= Dianne Martin (lawyer) =

Dianne Lee Martin (1945–2004) was a pioneering Canadian lawyer and advocate for social justice and women's rights.

==Early life and education==
Martin was born in Regina, Saskatchewan on March 19, 1945. She earned a bachelor's of arts degree of the University of Toronto in 1973 and a law degree from Osgoode Hall in 1976. In 1983 earned a master's degree in law from the University of London (England).

==Practice==
When Martin was called to the bar in 1978, there were very few women practicing law in Canada and the legal establishment was often hostile and dismissive towards them. Martin practiced with various partners, and in the first decade of her career she successfully advocated for a number of Criminal Code reforms, including replacing the crimes of "rape" and "indecent exposure" with "sexual assault" (emphasizing the violent nature of the crime, rather than the sexual nature).

In 1981, Martin became director of Osgoode Hall's Parkdale Community Legal Services clinic, and in 1989 she joined the faculty as an associate professor.

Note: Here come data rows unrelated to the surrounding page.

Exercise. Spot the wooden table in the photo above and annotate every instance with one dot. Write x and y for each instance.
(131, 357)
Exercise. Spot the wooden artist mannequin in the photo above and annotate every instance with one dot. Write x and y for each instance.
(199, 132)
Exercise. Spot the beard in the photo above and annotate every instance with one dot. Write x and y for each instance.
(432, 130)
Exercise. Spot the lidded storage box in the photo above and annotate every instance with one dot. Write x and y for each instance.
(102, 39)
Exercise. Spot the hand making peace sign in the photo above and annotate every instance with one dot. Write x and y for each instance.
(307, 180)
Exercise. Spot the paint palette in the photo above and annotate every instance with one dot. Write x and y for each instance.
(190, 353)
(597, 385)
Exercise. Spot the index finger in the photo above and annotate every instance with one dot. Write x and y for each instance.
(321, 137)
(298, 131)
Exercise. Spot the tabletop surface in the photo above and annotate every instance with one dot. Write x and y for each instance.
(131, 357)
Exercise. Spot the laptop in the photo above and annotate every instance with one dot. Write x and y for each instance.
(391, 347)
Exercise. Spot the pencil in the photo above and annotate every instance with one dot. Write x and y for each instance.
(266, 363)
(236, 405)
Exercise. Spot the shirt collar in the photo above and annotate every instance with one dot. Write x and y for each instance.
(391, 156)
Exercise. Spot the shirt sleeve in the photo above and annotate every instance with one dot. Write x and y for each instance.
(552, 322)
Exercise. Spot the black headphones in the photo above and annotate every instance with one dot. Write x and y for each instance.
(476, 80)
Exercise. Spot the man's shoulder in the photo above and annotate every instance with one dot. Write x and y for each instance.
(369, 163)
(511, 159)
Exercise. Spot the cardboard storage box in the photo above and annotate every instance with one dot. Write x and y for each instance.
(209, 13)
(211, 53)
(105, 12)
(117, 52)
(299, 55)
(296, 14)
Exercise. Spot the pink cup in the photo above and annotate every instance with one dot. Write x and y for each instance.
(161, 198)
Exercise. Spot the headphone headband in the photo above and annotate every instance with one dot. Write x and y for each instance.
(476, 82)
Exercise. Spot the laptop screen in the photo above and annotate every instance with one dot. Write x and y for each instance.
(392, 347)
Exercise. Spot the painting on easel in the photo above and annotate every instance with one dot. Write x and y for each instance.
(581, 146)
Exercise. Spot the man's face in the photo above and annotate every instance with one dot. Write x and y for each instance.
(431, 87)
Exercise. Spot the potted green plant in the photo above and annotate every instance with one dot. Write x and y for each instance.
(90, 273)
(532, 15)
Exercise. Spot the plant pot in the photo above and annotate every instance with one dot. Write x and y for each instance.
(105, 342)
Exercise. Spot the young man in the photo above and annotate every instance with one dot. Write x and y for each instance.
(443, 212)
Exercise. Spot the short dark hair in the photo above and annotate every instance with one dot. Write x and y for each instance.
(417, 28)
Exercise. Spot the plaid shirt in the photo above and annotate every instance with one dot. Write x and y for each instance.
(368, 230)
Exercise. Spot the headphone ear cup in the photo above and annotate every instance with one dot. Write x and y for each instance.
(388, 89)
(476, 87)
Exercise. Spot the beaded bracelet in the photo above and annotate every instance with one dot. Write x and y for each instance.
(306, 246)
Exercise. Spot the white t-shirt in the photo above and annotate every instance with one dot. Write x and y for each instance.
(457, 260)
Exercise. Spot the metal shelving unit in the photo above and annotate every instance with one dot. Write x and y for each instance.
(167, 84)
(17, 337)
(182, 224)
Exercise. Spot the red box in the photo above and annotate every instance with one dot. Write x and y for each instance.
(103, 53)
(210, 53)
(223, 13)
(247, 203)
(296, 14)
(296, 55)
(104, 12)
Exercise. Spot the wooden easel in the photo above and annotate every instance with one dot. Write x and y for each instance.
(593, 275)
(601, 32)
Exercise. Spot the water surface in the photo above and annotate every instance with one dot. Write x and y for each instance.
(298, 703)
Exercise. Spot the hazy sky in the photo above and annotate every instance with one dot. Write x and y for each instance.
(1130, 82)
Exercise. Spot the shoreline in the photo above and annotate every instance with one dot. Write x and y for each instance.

She and her colleague Alan Young co-founded the school's Innocence Project, in which students investigated suspected cases of wrongful convictions.

==Honours==
- 2001 "Rebel with a Cause", Elizabeth Fry Society
- 2003 Gold Key Award, Osgoode Hall Alumni Association
- 2005 "Woman of Distinction", YWCA (posthumous)
- 2005 Sidney B. Linden Award, Legal Aid Ontario (posthumous)

==Legacy==
Martin died of a heart attack at her home in Toronto on December 20, 2004.

Osgoode Hall established an annual Dianne Martin Medal for Social Justice Through Law award, which is granted to "a member of the Canadian legal community who has exemplified Dianne Martin’s commitment to law as an instrument for achieving social justice and fairness."

In 2008, the University of Toronto Press published Honouring Social Justice, a collection of essays examining social, judicial, and political issues, honouring Martin's life and work.